Most people can easily recognize the faces of people they’re familiar with, like family and friends, Henderson said, but have trouble with unfamiliar faces.
Those problems are exacerbated when trying to match a picture with a person standing in front of you, Henderson said, and complicated further when trying to do so under stress, as the clerk was asked to do in Hewitt’s case.
“Identifying someone who you believe has engaged in criminal activity is a high stakes task,” Henderson said. “With that comes increased levels of anxiety, stress and pressure, which can contribute to lower performance.”
Juan Chavez, a Portland attorney with the Civil Rights Project at the Oregon Justice Resource Center, said law enforcement officers are within their rights to pursue a person they think may be a wanted fugitive, but using laypeople to identify fugitives has foreseeable bad outcomes. Chavez has represented some of the people who were pulled into unmarked vans by federal agents last year.
“Officers can investigate this stuff, it’s legal, but it’s such a murky situation. I feel like blame has to fall on the hotel,” Chavez told The Oregonian/OregonLive. “I think it’s a bad policy to deputize front desk clerks that haven’t had any training.”
For his part, Hewitt thinks the blame falls equally on the shoulders of the hotel and the federal agents.
“At first I was torn between whether this was a big deal or not,” Hewitt said. “But I don’t want this to happen to other people.”
The Maryland-based PM Hotel Group, which runs the hotel where the encounter took place, didn’t respond to a detailed list of questions but instead issued a statement.
“We are aware of this incident and are looking into it,” Jennifer Haber, a spokeswoman for the group, said in the statement. “Typically, our protocols require law enforcement to present a subpoena to obtain guest or employee information. The person who is alleged to have engaged with law enforcement no longer works at the hotel.”

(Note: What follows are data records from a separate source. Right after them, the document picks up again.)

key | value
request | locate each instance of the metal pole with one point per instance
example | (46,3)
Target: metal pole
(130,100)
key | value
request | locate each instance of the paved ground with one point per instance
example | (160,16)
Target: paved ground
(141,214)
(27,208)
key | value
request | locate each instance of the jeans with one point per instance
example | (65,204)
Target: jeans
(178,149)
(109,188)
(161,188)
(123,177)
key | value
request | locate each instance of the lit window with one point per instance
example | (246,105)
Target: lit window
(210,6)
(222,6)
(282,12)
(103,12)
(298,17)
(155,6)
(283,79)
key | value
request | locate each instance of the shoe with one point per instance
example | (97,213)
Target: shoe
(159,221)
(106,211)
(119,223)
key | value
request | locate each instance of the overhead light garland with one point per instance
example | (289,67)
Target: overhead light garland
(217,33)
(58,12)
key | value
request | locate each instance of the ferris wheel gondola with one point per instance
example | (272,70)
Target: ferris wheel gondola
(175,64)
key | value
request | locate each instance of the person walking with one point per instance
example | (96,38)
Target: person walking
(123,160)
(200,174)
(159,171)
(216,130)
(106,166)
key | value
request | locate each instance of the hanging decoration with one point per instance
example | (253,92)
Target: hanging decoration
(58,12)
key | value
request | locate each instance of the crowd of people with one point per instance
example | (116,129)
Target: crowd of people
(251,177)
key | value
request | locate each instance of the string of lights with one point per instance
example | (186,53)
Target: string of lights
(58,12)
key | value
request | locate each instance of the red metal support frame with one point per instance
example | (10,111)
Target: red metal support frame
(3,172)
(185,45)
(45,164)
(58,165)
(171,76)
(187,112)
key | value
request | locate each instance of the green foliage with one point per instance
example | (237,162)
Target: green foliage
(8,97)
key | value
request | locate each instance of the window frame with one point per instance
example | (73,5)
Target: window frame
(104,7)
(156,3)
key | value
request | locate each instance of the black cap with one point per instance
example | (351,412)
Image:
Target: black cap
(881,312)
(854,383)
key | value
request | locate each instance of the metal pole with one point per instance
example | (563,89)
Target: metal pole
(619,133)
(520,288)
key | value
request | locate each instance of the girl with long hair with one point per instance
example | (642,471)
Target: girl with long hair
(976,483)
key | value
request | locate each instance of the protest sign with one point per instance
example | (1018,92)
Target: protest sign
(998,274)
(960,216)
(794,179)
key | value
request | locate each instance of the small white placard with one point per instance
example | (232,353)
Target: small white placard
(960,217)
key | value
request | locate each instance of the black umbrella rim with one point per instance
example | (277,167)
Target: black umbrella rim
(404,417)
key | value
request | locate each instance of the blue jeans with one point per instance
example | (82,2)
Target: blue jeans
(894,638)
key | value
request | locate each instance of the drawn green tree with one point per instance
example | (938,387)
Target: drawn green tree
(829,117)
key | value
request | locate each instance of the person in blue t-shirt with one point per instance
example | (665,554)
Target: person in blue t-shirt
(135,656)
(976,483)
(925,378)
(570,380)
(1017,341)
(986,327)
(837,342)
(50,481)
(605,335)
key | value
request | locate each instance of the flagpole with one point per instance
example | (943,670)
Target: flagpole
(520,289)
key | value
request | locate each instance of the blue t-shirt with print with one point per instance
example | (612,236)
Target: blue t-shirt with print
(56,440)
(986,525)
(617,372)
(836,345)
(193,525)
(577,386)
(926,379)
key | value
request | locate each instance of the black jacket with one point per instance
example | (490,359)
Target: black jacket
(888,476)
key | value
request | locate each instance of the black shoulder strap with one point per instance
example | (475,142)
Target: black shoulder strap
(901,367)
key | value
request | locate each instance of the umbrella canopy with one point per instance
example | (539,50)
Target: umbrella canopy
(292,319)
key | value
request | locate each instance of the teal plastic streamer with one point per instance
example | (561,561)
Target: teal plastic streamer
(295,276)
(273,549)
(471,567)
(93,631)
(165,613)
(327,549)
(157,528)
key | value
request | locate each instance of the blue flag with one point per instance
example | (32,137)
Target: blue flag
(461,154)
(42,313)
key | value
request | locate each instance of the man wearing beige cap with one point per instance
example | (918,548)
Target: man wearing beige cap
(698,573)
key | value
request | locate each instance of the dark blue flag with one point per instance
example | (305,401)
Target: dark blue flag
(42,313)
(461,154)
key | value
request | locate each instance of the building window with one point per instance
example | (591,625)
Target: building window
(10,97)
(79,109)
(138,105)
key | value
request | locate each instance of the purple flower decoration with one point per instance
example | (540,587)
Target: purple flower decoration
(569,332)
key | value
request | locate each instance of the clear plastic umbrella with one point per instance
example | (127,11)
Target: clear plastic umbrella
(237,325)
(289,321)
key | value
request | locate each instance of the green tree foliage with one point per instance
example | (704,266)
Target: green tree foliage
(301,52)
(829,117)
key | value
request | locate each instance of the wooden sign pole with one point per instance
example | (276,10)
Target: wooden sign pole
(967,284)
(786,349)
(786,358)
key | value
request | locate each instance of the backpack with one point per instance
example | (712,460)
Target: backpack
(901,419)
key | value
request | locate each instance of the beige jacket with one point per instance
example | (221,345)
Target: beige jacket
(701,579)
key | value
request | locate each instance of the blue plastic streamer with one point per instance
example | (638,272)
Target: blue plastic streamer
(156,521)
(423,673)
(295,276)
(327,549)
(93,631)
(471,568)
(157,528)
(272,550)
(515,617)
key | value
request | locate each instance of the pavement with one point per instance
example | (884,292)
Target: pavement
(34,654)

Haber did not respond to follow up questions, including whether the employee quit or was fired.
Wahlstrom, the Marshals Service deputy chief in Portland, said Hewitt was given a number to call for follow up with the agency but never called. In the video, one of the agents does mention a number for a local office, but Hewitt said he was never contacted by any federal agencies.
He was left shaken by the incident, though.
“I’ve barely been able to function at work,” Hewitt said. “It’s been hugely traumatic for me. I’ve been seeing a therapist because I feel like if I don’t attend to it, I’ll end up with PTSD.”